The second counterargument is even more fundamental. Even if adult stem cells are unable to generate the full spectrum of cell types found in the body, this very fact may turn out to be a strong scientific and medical advantage. The process of embryonic development is a continuous trade-off between potential and specialization. Embryonic stem cells have the potential to become anything, but are specialized at nothing. For an embryonic cell to specialize, it must make choices that progressively restrict what it can become. The greater the number of steps required to achieve specialization, the greater the scientific challenge it is to reproduce those steps in culture. Our current understanding of embryology is nowhere near advanced enough for scientists to know with confidence that we have gotten all the steps down correctly. If adult stem cells prove to have restricted rather than unlimited potential, this would indicate that adult stem cells have proceeded at least part way towards their final state, thereby reducing the number of steps scientists are required to replicate in culture. The fact that adult stem cell development has been directed by nature rather than by scientists greatly increases our confidence in the normalcy of the cells being generated.

There may well be multiple adult stem cell populations, each capable of forming a different subset of adult tissues, but no one population capable of forming everything. This limitation would make certain scientific enterprises considerably less convenient. However, such a restriction in “developmental potential” would not limit the therapeutic potential of adult stem cells for treatment of disease and injury. Patients rarely go to the doctor needing a full body replacement. If a patient with heart disease can be cured using adult cardiac stem cells, the fact that these “heart-restricted” stem cells do not generate kidneys is not a problem for the patient.

The field of stem cell research holds out considerable promise for the treatment of disease and injury, but this promise is not unlimited.

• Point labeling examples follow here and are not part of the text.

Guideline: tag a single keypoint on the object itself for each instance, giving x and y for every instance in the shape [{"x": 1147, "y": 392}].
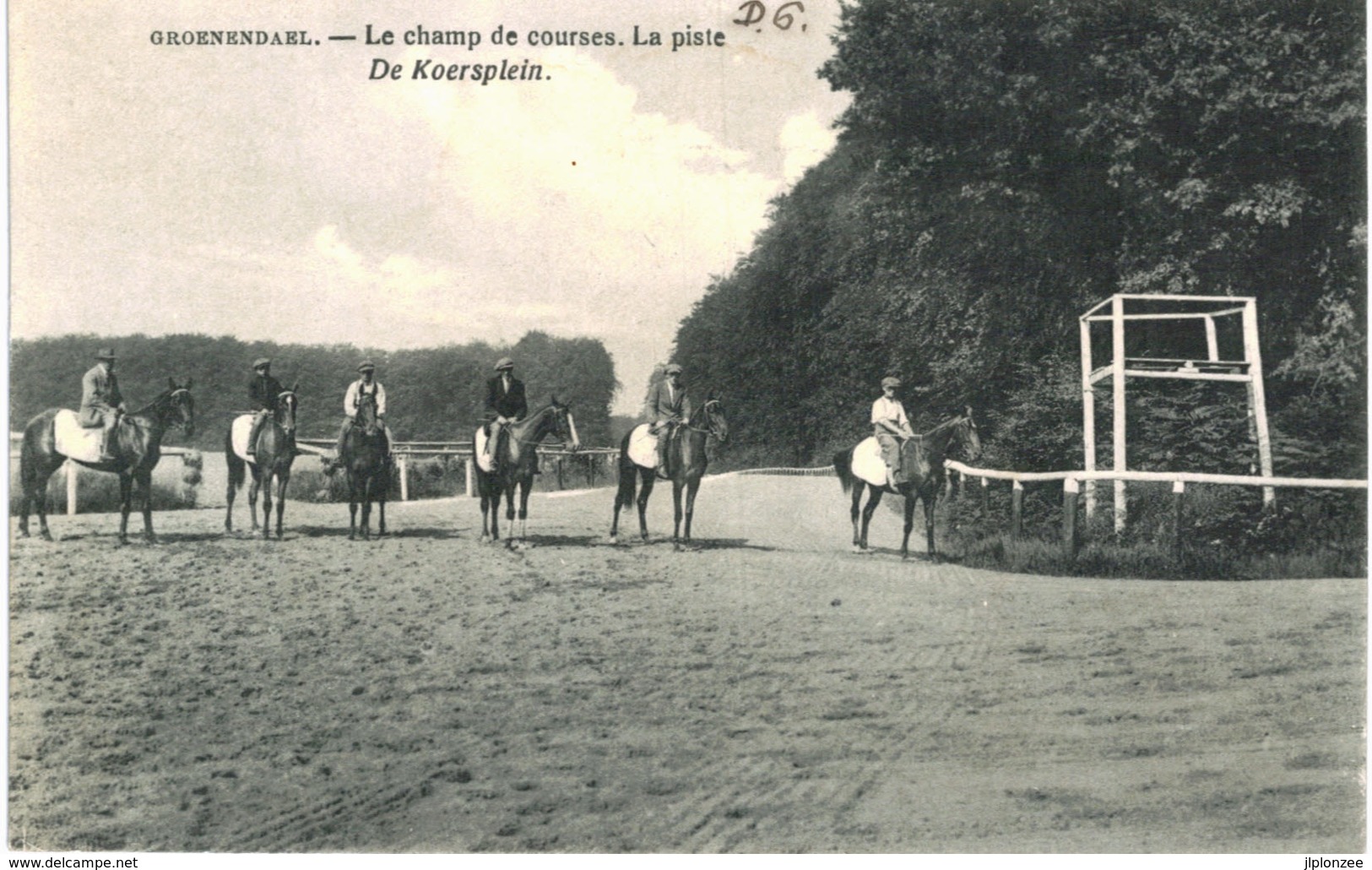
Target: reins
[{"x": 709, "y": 428}]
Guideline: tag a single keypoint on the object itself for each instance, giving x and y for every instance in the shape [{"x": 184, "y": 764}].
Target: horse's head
[
  {"x": 563, "y": 424},
  {"x": 180, "y": 406},
  {"x": 966, "y": 439},
  {"x": 713, "y": 415},
  {"x": 285, "y": 406}
]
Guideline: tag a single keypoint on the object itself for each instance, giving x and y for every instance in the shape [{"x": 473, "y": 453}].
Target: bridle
[
  {"x": 709, "y": 427},
  {"x": 283, "y": 398}
]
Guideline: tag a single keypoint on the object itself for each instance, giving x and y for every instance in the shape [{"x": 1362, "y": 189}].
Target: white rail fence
[{"x": 1071, "y": 481}]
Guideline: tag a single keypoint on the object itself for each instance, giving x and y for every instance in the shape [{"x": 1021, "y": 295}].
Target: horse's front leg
[
  {"x": 910, "y": 523},
  {"x": 125, "y": 505},
  {"x": 929, "y": 527},
  {"x": 144, "y": 482},
  {"x": 691, "y": 486},
  {"x": 351, "y": 509},
  {"x": 256, "y": 472},
  {"x": 676, "y": 514},
  {"x": 648, "y": 478},
  {"x": 856, "y": 514},
  {"x": 524, "y": 487},
  {"x": 509, "y": 514},
  {"x": 866, "y": 514},
  {"x": 366, "y": 509},
  {"x": 280, "y": 501},
  {"x": 267, "y": 505},
  {"x": 487, "y": 515}
]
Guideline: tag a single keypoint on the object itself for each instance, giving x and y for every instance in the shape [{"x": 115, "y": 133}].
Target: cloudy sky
[{"x": 280, "y": 193}]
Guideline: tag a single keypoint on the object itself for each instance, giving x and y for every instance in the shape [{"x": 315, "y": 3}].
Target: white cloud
[{"x": 805, "y": 142}]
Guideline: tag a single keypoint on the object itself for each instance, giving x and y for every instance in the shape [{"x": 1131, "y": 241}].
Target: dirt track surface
[{"x": 770, "y": 692}]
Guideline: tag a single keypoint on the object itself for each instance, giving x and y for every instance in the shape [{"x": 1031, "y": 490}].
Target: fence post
[
  {"x": 1178, "y": 497},
  {"x": 72, "y": 487},
  {"x": 1071, "y": 538},
  {"x": 1017, "y": 507}
]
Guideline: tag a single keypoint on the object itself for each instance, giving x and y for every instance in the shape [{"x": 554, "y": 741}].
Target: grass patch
[{"x": 1225, "y": 534}]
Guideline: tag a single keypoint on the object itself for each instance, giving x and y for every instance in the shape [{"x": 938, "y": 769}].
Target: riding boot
[
  {"x": 662, "y": 454},
  {"x": 106, "y": 454}
]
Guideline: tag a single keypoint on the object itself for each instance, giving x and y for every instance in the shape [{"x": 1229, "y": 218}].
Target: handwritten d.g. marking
[{"x": 784, "y": 18}]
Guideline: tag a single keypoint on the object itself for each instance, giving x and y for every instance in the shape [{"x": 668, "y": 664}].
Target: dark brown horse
[
  {"x": 922, "y": 457},
  {"x": 136, "y": 445},
  {"x": 272, "y": 457},
  {"x": 368, "y": 470},
  {"x": 513, "y": 468},
  {"x": 686, "y": 461}
]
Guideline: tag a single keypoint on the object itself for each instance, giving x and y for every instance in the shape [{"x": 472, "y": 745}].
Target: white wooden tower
[{"x": 1207, "y": 313}]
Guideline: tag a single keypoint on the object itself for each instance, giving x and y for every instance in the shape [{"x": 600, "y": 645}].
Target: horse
[
  {"x": 922, "y": 457},
  {"x": 686, "y": 460},
  {"x": 513, "y": 467},
  {"x": 368, "y": 470},
  {"x": 272, "y": 457},
  {"x": 136, "y": 445}
]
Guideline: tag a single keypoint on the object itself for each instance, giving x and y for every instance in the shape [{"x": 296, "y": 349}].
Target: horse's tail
[
  {"x": 844, "y": 468},
  {"x": 627, "y": 475},
  {"x": 32, "y": 450},
  {"x": 237, "y": 468}
]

There are real, possibly insurmountable, scientific challenges to the use of embryonic stem cells as a medical treatment for disease and injury. In contrast, adult stem cell research holds out nearly equal promise while circumventing the enormous social, ethical, and political issues raised by the use of human embryos for research. There is clearly much work that needs to be done before stem cells of any age can be used as a medical treatment. It seems only practical to put our resources into the approach that is most likely to be successful in the long run. In light of the serious problems associated with embryonic stem cells and the relatively unfettered promise of adult stem cells, there is no compelling scientific argument for the public support of research on human embryos.

Maureen L. Condic , a new contributor, is assistant professor of neurobiology and anatomy at the University of Utah, working on the regeneration of adult and embryonic neurons following spinal cord injury.